Re: Where does the information come from?

Richard Kouchoo (
Mon, 23 Aug 1999 10:15:59 +1000

<<<Here's the punchline: After Cog has learned a task, there must be a
great deal of information in its distributed memory. Out of all
possible variable sets which could cause Cog to move in a variety of
ways, only a tiny subset of variables allow it to perform the specified
task. (This is analogous to the fact that out of all possible DNA
sequences, only a tiny subset of DNA sequences can produce a living
creature.) To use Dembski's terminology, Cog's variable set after
learning a task is a low-probability specified set of numbers.)

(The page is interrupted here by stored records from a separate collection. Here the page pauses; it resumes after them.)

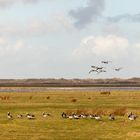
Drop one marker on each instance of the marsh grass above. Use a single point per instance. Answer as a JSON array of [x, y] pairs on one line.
[[56, 128]]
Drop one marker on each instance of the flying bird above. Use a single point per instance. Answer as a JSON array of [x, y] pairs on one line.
[[93, 70], [105, 62], [117, 69], [97, 68], [100, 71]]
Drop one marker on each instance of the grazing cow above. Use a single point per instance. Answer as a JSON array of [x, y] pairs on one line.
[[19, 115]]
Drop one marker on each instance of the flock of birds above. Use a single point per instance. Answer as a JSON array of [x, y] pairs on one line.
[[130, 116], [28, 115], [99, 69]]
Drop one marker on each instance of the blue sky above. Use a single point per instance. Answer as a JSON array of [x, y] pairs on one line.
[[62, 38]]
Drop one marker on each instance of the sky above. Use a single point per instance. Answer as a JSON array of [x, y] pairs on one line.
[[63, 38]]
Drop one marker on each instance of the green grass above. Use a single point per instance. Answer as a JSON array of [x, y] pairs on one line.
[[56, 128]]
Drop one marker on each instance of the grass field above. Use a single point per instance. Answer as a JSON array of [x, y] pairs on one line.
[[56, 128]]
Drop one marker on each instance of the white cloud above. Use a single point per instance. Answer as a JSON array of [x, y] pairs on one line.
[[102, 46], [5, 3], [7, 47], [36, 28]]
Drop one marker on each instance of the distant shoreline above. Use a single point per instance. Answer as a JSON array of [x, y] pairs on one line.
[[114, 82]]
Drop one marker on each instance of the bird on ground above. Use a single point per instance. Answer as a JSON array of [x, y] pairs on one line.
[[132, 117], [9, 116], [111, 117], [19, 115], [45, 114], [30, 116], [97, 117], [64, 115]]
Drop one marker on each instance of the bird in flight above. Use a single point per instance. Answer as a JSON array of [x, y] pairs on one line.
[[97, 68], [117, 69], [105, 62]]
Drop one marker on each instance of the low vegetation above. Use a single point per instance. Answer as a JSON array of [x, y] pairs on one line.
[[55, 127]]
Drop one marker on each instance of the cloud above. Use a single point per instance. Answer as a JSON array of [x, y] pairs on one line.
[[102, 46], [88, 14], [5, 3], [37, 28], [125, 17]]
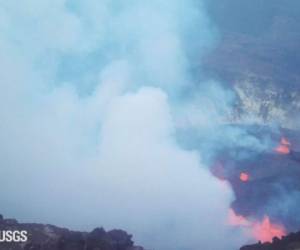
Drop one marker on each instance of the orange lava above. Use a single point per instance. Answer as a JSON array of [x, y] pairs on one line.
[[265, 231], [244, 177], [283, 147], [237, 220]]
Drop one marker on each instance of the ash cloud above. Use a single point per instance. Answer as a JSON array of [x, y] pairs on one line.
[[92, 96]]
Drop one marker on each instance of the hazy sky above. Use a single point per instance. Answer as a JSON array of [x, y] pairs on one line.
[[92, 96]]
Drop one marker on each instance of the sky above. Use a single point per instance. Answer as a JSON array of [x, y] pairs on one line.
[[93, 96]]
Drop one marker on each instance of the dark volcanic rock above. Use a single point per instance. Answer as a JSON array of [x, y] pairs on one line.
[[48, 237], [290, 242], [258, 57]]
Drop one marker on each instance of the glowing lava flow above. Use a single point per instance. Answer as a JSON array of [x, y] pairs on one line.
[[237, 220], [283, 147], [244, 177], [263, 231]]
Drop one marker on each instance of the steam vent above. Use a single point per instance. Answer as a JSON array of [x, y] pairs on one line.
[[150, 125]]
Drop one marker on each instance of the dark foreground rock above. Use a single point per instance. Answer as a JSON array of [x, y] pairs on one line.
[[49, 237], [290, 242]]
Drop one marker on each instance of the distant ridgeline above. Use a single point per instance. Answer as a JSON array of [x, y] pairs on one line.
[[30, 236], [289, 242]]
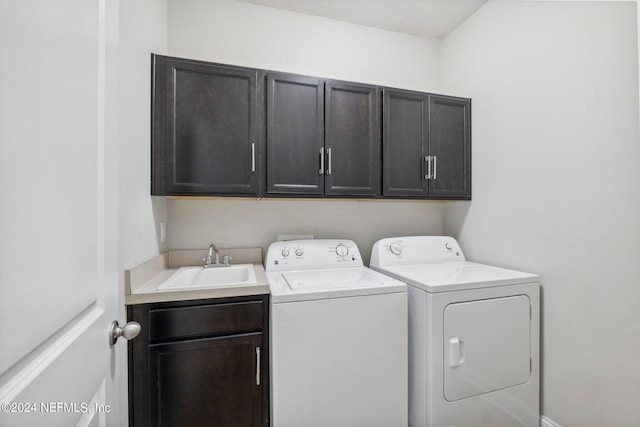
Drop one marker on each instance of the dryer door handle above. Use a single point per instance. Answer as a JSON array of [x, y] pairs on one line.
[[456, 356]]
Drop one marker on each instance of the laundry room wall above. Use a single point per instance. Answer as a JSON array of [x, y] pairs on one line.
[[556, 144], [231, 32]]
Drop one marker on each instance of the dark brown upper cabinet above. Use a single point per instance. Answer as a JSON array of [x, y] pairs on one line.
[[352, 140], [426, 146], [295, 134], [223, 130], [206, 134], [322, 137], [449, 147]]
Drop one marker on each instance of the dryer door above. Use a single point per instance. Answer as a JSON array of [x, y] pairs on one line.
[[486, 346]]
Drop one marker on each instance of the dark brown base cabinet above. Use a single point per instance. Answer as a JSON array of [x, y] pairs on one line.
[[224, 130], [200, 363]]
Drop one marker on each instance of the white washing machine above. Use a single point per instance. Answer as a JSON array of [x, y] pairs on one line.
[[473, 335], [339, 338]]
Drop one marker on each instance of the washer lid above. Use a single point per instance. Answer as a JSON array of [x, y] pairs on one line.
[[453, 276], [304, 285]]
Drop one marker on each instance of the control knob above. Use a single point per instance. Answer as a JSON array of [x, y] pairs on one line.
[[395, 248], [342, 250]]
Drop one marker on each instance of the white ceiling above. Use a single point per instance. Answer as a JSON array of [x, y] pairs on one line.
[[424, 18]]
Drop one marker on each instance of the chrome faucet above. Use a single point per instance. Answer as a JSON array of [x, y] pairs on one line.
[[216, 263]]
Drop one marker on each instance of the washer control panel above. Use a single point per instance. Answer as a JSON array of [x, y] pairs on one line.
[[312, 254], [415, 250]]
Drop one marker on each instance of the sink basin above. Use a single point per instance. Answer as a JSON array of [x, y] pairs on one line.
[[215, 277]]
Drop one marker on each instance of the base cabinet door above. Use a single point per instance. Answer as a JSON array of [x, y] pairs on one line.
[[200, 363], [206, 382]]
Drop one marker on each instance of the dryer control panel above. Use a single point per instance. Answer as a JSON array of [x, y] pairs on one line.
[[312, 254], [415, 250]]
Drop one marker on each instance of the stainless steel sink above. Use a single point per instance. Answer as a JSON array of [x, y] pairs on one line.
[[199, 277]]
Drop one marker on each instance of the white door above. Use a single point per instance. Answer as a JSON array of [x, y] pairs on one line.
[[58, 218], [487, 346]]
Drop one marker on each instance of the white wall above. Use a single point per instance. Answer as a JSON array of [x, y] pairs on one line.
[[232, 32], [143, 29], [556, 144]]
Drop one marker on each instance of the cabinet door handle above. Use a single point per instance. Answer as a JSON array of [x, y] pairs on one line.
[[257, 365], [456, 356], [435, 166], [253, 157], [427, 160]]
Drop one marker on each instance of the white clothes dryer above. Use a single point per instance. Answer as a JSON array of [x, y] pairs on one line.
[[339, 338], [473, 335]]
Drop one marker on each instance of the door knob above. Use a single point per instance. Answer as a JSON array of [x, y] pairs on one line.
[[128, 331]]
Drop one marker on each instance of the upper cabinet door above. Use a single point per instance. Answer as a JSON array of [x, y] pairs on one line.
[[405, 125], [205, 129], [352, 140], [450, 147], [295, 134]]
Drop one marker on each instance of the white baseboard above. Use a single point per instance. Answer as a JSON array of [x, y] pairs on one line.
[[546, 422]]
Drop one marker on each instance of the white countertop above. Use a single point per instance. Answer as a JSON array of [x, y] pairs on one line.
[[142, 282]]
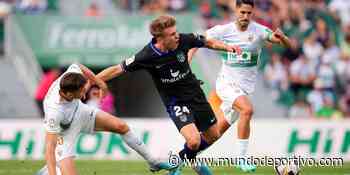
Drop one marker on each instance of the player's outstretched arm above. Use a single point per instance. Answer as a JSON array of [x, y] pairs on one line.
[[219, 45], [280, 38], [51, 143], [110, 72], [190, 54]]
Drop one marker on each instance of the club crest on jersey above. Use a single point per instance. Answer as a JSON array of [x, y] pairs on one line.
[[250, 37], [181, 57]]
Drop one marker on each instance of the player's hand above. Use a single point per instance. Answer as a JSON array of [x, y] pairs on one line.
[[86, 89], [234, 48], [103, 88], [278, 33]]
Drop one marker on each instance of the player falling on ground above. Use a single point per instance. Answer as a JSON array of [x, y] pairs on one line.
[[165, 58], [236, 80], [66, 117]]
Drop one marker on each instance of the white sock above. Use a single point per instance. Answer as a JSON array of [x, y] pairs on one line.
[[243, 147], [136, 144], [45, 171]]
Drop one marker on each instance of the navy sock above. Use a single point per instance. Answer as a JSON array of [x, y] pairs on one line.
[[204, 145]]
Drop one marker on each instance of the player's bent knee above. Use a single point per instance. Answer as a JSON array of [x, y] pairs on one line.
[[247, 112], [121, 127], [193, 144]]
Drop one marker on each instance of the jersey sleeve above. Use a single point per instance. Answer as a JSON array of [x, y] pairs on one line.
[[194, 40], [133, 63], [52, 120], [266, 33], [215, 32]]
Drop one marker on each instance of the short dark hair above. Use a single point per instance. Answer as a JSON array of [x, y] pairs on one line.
[[159, 24], [72, 82], [248, 2]]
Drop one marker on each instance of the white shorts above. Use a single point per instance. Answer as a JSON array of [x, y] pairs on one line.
[[228, 92], [83, 122]]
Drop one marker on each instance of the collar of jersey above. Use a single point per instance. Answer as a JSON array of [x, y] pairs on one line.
[[155, 49]]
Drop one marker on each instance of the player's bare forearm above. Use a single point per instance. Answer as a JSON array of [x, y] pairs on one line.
[[216, 45], [280, 38], [219, 45], [110, 72], [51, 142], [190, 54]]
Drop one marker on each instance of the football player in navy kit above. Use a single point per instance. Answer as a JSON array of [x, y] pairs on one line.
[[165, 58]]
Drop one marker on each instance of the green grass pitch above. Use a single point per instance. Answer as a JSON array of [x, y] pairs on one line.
[[109, 167]]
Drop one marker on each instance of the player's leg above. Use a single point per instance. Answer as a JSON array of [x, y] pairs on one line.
[[107, 122], [245, 109], [236, 105], [193, 140], [67, 166], [184, 121], [215, 103]]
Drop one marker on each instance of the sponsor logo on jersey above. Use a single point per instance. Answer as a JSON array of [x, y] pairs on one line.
[[181, 57], [251, 37], [174, 74], [130, 60]]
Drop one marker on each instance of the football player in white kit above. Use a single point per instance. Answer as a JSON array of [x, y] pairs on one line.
[[66, 117], [236, 80]]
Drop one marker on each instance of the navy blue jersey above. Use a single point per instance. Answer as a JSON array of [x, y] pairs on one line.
[[170, 71]]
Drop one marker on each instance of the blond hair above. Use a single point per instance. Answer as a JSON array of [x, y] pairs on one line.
[[159, 24]]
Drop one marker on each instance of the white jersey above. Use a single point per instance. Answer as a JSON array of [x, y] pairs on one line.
[[241, 69], [59, 112]]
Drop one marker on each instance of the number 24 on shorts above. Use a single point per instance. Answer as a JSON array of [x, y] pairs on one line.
[[180, 110]]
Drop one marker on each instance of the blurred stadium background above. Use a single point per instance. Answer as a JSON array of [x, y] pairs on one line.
[[302, 100]]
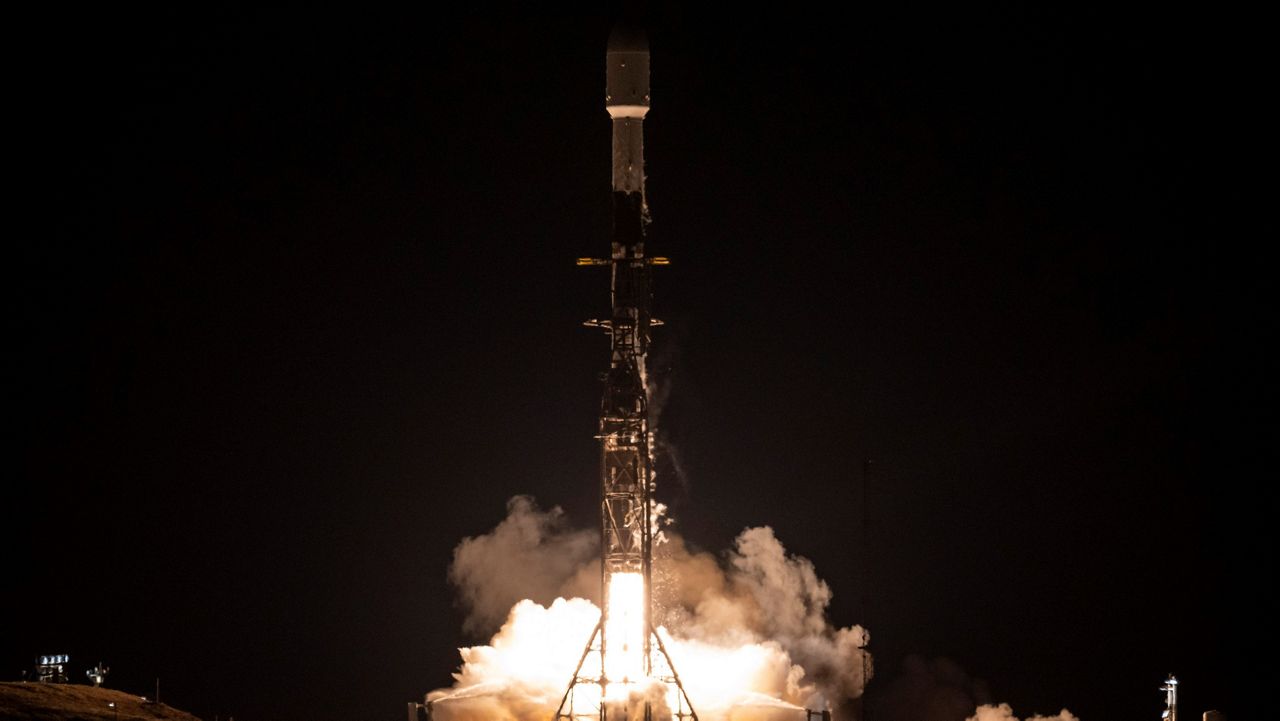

Where did that information come from?>>>

The subset of data that is being referred to here is only considered to be
'information' when it is somehow interpreted by the software running this
robot. The data by itself cannot be classified as 'information' since the
values contained within the variables used by Cog would be meaningless were
it not for the interpretation machinery (software designed by intelligent
minds to receive and interpret data). So the question "where did that
information come from?", I think is beside the point.

The data generated (in this case the software [designed by intelligent
programmers] generates the initial data using external input) is ultimately
used by the software (interpreter mechanism, designed by intelligent minds)
to aid Cog in its learning process. Only under these 'send' and 'receive'
conditions is the data considered to be information.